Justification for selection of Effect on developmental toxicity: via oral route:
Based on WoE consideration taking into account results from the OECD 422 screening study with homosalate, results from the 3-generation reproduction toxicity study with the read-across substance methyl salicylate and additional data on developmental toxicity available for acetylsalicylic acid, salicylic acid and other salicylates in several animals species and in humans (see Read-across justification document in IUCLI section 13 respectively in the appendix to the CSR).

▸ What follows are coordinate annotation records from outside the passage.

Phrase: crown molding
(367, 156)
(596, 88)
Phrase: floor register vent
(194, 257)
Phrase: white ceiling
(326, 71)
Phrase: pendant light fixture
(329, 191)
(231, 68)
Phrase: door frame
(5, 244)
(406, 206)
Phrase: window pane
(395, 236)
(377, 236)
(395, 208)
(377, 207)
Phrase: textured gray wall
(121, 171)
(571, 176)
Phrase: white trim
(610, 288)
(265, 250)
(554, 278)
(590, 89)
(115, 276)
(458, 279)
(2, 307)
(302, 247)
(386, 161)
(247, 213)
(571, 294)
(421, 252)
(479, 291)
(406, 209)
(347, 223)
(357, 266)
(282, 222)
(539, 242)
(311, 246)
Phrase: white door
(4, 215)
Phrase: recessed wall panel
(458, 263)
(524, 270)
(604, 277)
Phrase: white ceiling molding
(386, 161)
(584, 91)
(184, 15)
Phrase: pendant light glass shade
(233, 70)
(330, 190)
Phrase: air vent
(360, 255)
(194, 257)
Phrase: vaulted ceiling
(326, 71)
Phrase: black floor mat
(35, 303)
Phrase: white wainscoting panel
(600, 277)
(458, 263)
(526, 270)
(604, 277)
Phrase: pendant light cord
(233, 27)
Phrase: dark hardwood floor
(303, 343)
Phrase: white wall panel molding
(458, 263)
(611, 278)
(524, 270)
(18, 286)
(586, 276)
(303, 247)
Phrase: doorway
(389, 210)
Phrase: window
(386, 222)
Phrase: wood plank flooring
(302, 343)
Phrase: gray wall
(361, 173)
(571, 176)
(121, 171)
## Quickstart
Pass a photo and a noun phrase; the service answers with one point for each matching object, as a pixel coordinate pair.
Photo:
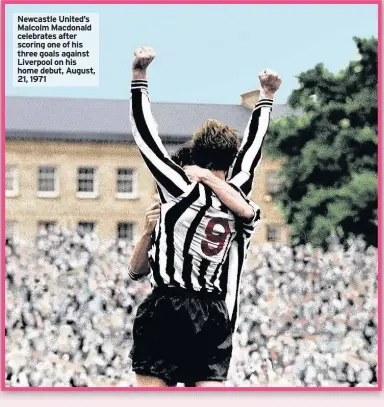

Justification for classification or non-classification

Fertility:

Not classified for effects on reproduction (fertility) according to CLP (Regulation EC No 1272/2008) and/or DSD (Directive 67/548/EEC). Based on a weight of evidence approach, a 3 -generation study with the read-across substance methyl salicylate on fertility in rats indicated that methyl salicylate and thus also the metabolite salicylatic acid do not adversely affect fertility.

 

Development:

Not classified for effects on reproduction (development) according to CLP (Regulation EC No 1272/2008) and/or DSD (Directive 67/548/EEC). Based on the weight of evidence approach assessing data from animal studies and human data on acetylsalicylic acid displayed fully in the disseminated REACH dossier on methyl salicylate, different species show a variation in sensitivity to the developmental toxicity of salicylates, including salicylic acid. The rat is the most sensitive species, demonstrating effects which might lead to classification. On the other hand, salicylates do not induce developmental effects in the rabbit even at doses causing severe maternal toxicity. An extensive analysis of data on acetylsalicylic acid in human pregnancy indicates that humans are relatively insensitive, allowing the conclusion that salicylic acid should not be considered a developmental toxicant in humans. Classification is therefore not required.